Nitrogen Fertilization and Rhizobial Inoculation Effects on Kura Clover Growth

  1. Philippe Seguina,
  2. Craig C. Sheaffer *b,
  3. Nancy J. Ehlkeb,
  4. Michael P. Russellec and
  5. Peter H. Grahamc
  1. a Dep. of Plant Sci., McGill Univ., Macdonald Campus, 21111 Lakeshore Rd., Sainte Anne-de-Bellevue, QC, Canada H9X 3V9
    b Dep. of Agron. and Plant Genet., Univ. of Minnesota, 1991 Buford Circle, 411 Borlaug Hall, St. Paul, MN 55108-6026
    c Dep. of Soil, Water, and Climate, Univ. of Minnesota, 1991 Buford Circle, St. Paul, MN 55108-6028


Kura clover (Trifolium ambiguum M.B.) is a persistent, rhizomatous forage legume; however, its use is currently limited by slow establishment. We determined the effects of rhizobial inoculation and N fertilization on kura clover growth and N2 fixation in the seeding year. Kura clover was seeded with or without a commercial rhizobial inoculant and with and without N fertilization in three environments. Fertilization treatments consisted of 100 kg N ha−1 either applied at seeding or split in 10 kg N ha−1 applications every other week after seeding. Nitrogen fertilization increased seeding-year herbage accumulation in all locations, but the response to fertilizer N was greater on a loamy sand with low organic matter and available N than on a silt loam with high soil organic matter.
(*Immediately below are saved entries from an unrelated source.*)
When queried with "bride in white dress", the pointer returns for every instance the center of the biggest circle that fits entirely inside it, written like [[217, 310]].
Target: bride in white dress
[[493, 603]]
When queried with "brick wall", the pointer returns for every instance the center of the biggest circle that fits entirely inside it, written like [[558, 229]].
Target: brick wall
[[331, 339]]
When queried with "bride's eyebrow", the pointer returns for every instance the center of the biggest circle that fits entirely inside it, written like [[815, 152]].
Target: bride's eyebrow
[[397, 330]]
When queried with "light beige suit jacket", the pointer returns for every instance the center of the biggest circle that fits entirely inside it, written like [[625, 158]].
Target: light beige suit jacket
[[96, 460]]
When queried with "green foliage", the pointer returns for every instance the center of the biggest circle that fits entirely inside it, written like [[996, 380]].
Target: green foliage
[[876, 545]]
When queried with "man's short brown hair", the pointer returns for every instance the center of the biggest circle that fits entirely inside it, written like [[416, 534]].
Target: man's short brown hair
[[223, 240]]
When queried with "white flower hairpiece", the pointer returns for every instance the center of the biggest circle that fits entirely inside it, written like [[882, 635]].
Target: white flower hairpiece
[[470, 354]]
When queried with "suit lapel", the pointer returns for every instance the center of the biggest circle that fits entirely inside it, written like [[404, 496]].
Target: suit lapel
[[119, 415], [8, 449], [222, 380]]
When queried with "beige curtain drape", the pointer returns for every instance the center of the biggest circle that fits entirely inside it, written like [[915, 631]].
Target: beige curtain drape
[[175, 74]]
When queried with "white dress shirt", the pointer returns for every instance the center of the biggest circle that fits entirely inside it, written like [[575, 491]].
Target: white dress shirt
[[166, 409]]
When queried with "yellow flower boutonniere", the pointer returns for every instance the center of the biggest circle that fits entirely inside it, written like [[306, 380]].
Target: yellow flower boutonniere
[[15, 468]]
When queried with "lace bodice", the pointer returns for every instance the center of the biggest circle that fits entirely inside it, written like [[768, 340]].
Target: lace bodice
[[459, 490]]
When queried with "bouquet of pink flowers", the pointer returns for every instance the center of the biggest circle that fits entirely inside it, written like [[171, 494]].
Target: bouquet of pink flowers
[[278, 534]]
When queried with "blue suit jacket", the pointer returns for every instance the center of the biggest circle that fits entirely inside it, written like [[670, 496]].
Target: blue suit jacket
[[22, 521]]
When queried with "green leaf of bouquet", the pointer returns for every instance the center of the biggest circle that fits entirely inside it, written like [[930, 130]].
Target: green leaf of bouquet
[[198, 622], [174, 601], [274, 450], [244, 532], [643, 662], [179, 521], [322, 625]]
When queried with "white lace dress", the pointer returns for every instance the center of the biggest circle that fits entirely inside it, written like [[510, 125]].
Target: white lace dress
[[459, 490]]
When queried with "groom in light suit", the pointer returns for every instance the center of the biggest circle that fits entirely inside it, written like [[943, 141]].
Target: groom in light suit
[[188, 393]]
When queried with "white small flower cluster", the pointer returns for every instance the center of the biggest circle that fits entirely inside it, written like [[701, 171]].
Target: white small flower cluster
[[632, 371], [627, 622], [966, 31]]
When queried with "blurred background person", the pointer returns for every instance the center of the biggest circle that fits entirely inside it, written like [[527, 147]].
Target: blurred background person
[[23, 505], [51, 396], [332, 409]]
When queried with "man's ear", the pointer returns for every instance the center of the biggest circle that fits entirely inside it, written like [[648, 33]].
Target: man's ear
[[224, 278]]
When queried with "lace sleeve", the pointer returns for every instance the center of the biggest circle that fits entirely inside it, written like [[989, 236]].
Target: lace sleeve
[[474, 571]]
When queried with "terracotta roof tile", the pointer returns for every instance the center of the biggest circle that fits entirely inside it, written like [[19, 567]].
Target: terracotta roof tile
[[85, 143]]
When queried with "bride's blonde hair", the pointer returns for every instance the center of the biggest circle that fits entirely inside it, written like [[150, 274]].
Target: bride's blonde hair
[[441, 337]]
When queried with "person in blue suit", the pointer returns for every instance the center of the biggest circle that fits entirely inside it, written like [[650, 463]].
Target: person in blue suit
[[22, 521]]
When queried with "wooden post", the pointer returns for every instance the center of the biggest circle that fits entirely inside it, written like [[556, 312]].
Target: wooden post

Rhizobial inoculation failed to consistently improve seeding-year herbage accumulation compared with no inoculation; a positive response was observed in only one of three environments. Dry matter accumulation responses of root and rhizome to N fertilization and rhizobial inoculation were similar to that of herbage. Dinitrogen fixation in the seeding year varied between 9 and 25 kg ha−1 fixed N, depending on the environment. Seeding-year inoculation increased postseeding year herbage yield. Also, when a positive response to N fertilization occurred in the seeding year, the response was maintained in the postseeding year. A commercial rhizobial inoculant was ineffective in establishing adequate nodulation in the seeding year in a N-limited soil, indicating the need to identify more effective rhizobia for kura clover.